2,300 false insurance claims made every week
06 August 2010
Fraudulent insurance claims are at a record high according to new figures released by the Association of British Insurers (ABI).
Over 2,300 false insurance claims are made every week in the UK which totals up to more than £16 million.
The ABI's figures reveal that in 2009 the number of detected fraudulent insurance claims rose by 14% in comparison to the previous year's figures. A total of 122,000 bogus claims were uncovered last year, valued at £840 million.
Motor insurance frauds were the most expensive in 2009, amounting to £410 million in false claims. Home insurance was the most common, which accounted for nearly half (62,000) of the total number of detected false claims in 2009.
Fraudsters put forward 8,500 liability claims last year, where the majority lied to claim personal injury insurance. Similar to 2008, figures showed that 4% of all claims by cost were fraudulent, but this is double the figure from five years ago.
The rise in personal debt and the huge financial pressures that families are facing are the main factors for the startling rise in insurance frauds, according to an ABI spokesperson.
Some of the most incredulous cases included a man who alleged he had fractured his hand after tripping over a pothole in the street, when in fact he had punched a wall during a domestic argument.
In another case, a young female suspected of shoplifting injured herself from jumping down some stairs while running away from security guards, yet told her insurer that she had tripped over a loose pavement.
Nick Starling, the ABI's director of general insurance and health, said that the high number of false claims means that honest insurance holders have to pay more.:
"Reducing fraud remains an ongoing battle for the insurance industry.
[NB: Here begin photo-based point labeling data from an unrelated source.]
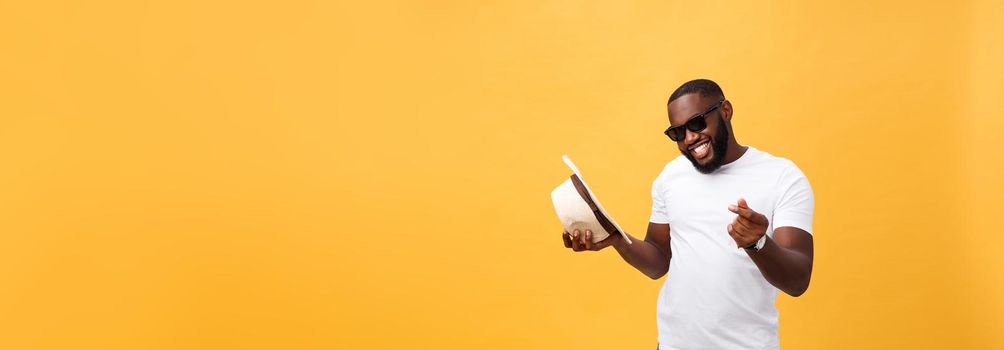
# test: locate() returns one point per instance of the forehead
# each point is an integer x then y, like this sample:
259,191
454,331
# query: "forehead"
687,106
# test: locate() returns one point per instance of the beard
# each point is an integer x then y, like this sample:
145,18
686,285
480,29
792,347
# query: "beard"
719,142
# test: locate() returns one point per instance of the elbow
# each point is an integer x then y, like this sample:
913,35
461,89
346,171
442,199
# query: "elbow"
798,290
658,274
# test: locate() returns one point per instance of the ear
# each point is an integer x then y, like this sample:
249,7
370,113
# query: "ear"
727,110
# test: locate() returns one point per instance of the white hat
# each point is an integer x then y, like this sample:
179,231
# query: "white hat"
578,209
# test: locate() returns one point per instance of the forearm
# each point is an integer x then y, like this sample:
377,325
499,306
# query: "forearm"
786,269
645,257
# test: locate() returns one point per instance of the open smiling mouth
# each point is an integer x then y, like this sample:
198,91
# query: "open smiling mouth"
701,149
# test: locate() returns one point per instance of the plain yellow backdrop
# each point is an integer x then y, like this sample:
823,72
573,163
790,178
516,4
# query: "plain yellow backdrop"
230,175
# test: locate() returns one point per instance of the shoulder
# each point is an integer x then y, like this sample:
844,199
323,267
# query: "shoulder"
675,167
783,166
788,173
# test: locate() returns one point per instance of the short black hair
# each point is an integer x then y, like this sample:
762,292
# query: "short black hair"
705,87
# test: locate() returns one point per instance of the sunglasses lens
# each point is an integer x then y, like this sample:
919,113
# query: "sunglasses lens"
697,124
675,133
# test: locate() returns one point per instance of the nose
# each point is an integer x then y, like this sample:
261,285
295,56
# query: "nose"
691,137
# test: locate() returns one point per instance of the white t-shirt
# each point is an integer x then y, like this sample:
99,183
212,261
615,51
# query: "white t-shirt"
714,296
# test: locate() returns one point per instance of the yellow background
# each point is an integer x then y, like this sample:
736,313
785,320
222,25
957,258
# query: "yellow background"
375,175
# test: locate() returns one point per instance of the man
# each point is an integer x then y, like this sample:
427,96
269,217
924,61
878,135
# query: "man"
730,225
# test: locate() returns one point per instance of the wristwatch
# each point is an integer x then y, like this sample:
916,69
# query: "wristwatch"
756,247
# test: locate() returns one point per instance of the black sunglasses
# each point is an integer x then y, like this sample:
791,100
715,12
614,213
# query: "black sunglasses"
695,123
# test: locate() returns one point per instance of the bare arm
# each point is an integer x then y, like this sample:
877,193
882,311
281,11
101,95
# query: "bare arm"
785,261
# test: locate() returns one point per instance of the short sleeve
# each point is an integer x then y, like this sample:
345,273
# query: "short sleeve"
795,206
659,213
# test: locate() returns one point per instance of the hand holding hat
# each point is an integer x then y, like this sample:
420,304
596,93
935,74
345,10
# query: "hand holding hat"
586,224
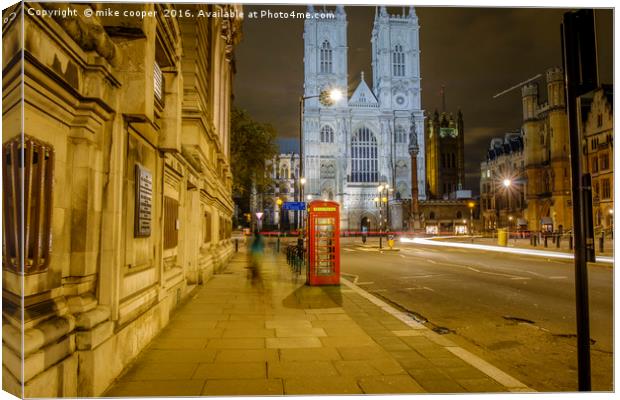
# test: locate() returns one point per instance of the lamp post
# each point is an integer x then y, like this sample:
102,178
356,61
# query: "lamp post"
378,204
302,182
327,98
471,206
279,204
507,183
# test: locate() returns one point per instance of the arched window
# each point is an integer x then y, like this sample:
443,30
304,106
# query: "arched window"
326,58
327,134
364,164
400,135
398,61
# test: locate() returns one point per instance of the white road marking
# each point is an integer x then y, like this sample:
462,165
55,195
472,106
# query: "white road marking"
500,376
495,373
501,249
499,274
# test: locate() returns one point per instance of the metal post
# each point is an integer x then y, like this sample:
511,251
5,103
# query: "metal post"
579,61
301,157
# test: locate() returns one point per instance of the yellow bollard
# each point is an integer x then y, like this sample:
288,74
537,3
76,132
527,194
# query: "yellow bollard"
502,237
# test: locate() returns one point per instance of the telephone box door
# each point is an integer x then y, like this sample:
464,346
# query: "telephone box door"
323,243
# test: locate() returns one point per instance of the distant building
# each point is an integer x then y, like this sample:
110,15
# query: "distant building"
352,147
445,161
284,173
597,125
547,163
503,184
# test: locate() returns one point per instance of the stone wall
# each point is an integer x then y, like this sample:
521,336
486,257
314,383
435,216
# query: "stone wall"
113,116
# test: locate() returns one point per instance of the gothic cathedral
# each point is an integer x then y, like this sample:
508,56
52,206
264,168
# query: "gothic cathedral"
361,141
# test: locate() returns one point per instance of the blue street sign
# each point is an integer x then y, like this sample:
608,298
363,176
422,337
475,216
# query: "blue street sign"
294,205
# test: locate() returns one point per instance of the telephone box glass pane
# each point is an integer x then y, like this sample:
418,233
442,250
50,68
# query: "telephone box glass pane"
325,250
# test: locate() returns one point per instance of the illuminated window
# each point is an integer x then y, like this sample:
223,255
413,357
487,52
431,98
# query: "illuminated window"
398,61
28,170
594,164
400,135
327,134
364,163
604,161
606,189
326,58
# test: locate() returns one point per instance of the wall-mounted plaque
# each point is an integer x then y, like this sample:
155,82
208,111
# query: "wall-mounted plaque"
144,202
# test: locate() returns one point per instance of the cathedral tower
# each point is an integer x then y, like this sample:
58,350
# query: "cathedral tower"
352,147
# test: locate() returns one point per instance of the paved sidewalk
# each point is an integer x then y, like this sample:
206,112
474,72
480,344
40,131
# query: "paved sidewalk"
288,338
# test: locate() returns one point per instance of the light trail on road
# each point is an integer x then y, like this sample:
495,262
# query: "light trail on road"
512,250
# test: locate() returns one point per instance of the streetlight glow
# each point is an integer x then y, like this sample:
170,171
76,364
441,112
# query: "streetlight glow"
335,95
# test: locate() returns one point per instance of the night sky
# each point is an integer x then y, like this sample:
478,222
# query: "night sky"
474,52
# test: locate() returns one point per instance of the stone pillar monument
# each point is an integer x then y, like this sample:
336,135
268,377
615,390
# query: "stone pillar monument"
414,149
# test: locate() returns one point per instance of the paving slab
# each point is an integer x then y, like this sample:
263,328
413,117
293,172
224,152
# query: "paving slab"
321,386
156,388
390,384
221,370
232,339
243,387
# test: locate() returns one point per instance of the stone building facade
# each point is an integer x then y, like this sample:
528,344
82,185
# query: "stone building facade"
598,131
352,147
445,154
547,163
500,205
284,174
127,184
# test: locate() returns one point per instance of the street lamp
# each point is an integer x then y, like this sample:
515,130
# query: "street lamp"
327,98
279,203
302,182
507,184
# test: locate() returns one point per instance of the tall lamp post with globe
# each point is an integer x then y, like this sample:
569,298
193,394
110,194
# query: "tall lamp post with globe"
327,98
507,184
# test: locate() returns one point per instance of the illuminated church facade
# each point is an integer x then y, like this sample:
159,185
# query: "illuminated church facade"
361,141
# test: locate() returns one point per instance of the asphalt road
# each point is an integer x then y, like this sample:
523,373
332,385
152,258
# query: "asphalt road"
515,311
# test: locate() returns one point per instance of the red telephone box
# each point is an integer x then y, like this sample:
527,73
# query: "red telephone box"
323,243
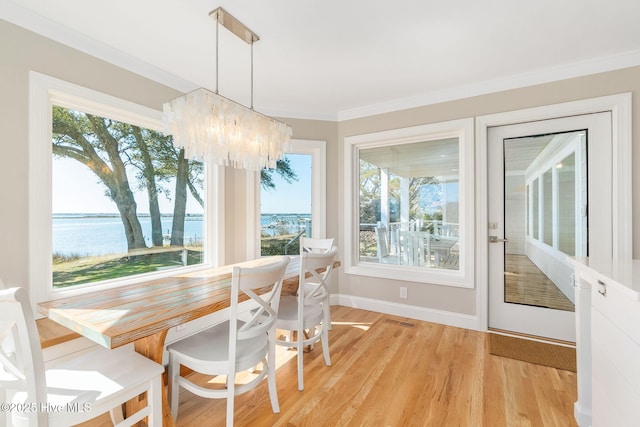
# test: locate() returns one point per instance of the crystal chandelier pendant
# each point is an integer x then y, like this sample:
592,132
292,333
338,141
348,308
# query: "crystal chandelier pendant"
220,130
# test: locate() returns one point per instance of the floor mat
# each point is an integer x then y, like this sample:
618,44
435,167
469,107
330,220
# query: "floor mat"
555,356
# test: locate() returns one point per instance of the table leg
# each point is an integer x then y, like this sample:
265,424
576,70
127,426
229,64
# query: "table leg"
152,348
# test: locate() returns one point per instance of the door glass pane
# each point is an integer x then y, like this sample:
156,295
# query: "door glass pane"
535,270
547,208
285,205
567,205
409,204
535,217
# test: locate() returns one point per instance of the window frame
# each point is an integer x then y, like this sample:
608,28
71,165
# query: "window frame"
317,149
46,91
463,129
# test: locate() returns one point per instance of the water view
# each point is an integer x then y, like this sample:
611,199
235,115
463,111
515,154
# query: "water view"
103,234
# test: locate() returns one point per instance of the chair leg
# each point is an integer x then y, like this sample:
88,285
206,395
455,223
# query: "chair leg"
300,349
326,308
325,345
231,394
154,398
271,377
174,388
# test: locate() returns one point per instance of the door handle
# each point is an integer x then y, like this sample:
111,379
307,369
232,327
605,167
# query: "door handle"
494,239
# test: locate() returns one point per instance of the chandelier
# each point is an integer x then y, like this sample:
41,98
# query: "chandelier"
217,129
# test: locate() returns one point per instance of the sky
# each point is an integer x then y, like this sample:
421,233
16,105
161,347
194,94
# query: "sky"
75,189
294,197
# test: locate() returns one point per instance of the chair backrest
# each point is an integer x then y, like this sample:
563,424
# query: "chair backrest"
382,241
263,285
316,263
21,362
309,244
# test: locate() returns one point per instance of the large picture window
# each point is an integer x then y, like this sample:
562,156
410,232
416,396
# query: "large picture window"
409,198
292,199
112,200
125,200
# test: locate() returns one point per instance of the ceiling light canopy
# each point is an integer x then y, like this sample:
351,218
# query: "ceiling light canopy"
220,130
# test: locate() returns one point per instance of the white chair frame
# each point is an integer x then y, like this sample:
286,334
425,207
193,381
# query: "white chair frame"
71,391
235,345
310,309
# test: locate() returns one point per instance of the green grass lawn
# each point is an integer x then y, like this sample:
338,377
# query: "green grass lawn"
84,270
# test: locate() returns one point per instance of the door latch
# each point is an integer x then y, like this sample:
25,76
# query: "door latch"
494,239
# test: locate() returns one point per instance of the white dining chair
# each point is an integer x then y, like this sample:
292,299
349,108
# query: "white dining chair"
311,245
238,344
74,390
306,311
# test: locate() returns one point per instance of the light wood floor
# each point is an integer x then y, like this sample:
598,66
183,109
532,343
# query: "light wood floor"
390,371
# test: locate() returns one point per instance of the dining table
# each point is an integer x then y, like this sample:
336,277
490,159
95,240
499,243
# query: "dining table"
144,312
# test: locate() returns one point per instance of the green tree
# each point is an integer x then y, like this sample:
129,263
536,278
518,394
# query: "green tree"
97,143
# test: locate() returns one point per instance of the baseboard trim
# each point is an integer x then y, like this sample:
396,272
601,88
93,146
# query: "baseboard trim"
410,311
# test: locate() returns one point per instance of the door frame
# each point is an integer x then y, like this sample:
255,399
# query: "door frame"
620,107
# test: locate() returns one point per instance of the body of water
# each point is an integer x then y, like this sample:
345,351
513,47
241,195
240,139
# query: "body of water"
93,234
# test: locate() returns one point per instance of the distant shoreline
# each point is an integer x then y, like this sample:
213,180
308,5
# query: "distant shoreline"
146,215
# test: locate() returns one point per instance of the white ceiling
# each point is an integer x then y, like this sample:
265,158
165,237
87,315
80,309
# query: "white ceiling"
340,59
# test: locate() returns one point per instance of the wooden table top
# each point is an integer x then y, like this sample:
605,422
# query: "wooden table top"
122,315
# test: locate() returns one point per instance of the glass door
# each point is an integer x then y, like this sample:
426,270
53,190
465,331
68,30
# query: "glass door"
543,177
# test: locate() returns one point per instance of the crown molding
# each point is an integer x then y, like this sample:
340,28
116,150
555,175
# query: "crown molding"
577,69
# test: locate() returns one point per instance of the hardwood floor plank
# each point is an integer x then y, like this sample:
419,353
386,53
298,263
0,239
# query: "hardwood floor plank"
386,372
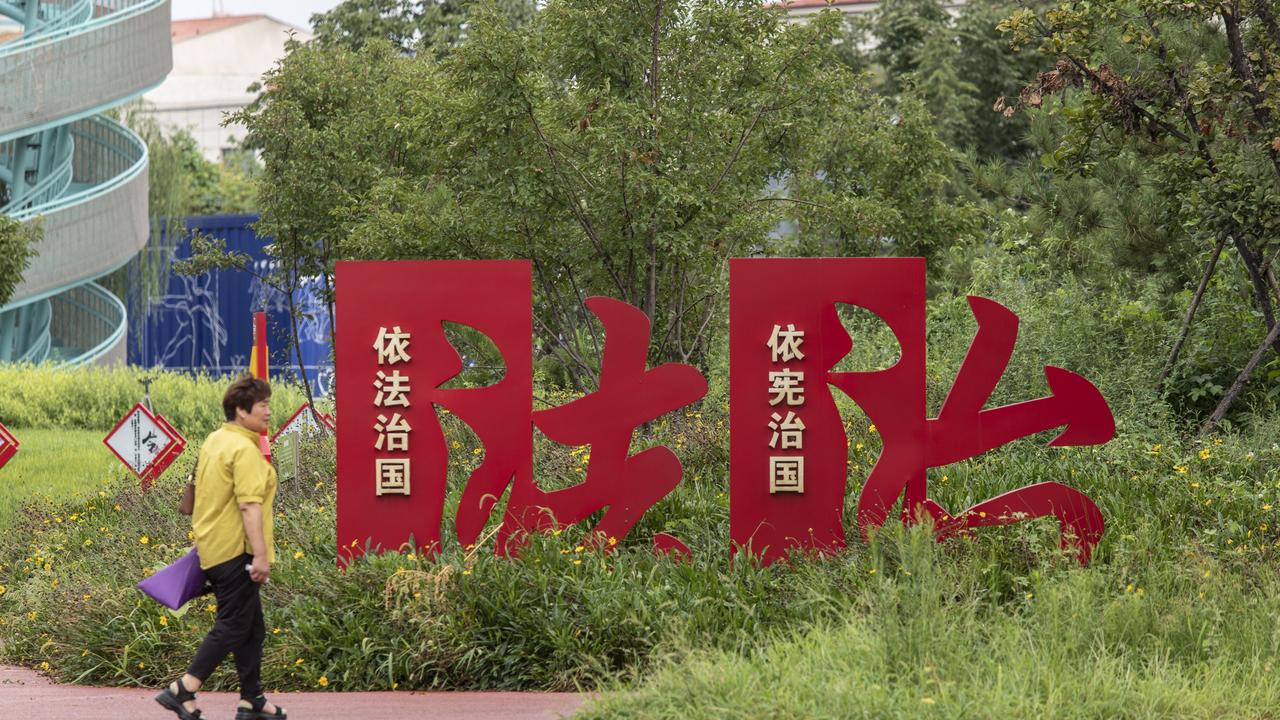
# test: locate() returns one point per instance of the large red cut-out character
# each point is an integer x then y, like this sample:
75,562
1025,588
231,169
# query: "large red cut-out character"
389,395
769,519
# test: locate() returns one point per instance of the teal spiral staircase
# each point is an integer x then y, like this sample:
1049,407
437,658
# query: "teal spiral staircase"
82,174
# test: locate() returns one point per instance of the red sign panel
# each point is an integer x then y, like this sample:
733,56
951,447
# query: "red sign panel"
789,469
8,445
789,450
392,452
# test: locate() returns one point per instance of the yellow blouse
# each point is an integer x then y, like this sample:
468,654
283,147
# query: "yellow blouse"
232,470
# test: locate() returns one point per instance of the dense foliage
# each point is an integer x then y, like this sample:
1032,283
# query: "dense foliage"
17,247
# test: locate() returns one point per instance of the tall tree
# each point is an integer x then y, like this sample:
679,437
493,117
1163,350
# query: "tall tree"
17,247
410,24
1191,89
626,149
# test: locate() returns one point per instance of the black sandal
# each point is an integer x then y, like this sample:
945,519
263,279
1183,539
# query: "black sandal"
255,710
173,701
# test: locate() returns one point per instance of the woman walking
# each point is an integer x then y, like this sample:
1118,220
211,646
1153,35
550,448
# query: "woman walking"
232,523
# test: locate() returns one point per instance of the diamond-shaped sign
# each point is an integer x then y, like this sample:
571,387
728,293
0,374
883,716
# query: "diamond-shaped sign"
304,422
141,440
8,445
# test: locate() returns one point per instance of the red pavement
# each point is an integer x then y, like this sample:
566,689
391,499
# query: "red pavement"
26,695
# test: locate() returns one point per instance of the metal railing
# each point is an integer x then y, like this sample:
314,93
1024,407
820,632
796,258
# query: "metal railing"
106,155
87,324
85,176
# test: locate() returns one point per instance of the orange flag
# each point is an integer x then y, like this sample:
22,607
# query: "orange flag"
257,368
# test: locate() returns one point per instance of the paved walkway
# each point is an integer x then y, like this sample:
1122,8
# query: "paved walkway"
27,695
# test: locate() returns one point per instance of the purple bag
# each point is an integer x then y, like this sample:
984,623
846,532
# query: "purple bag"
178,583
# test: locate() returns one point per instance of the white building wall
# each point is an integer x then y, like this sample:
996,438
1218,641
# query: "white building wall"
210,77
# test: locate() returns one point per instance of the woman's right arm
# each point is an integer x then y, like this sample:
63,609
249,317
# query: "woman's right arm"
251,513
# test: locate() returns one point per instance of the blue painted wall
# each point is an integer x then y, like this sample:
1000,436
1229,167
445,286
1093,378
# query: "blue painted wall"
205,323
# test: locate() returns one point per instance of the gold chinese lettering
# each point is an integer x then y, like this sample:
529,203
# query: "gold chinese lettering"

Our honest customers rightly object to having to pay higher premiums to subsidise the fraudulent minority, which is why insurers continue to up their game in the war on the cheats," he said.
"Whether claiming against a third party for bogus personal injury or on their own insurance, fraudsters are more likely than ever to get caught, leading to more expensive and harder to obtain insurance and credit, and the possibility of a criminal record."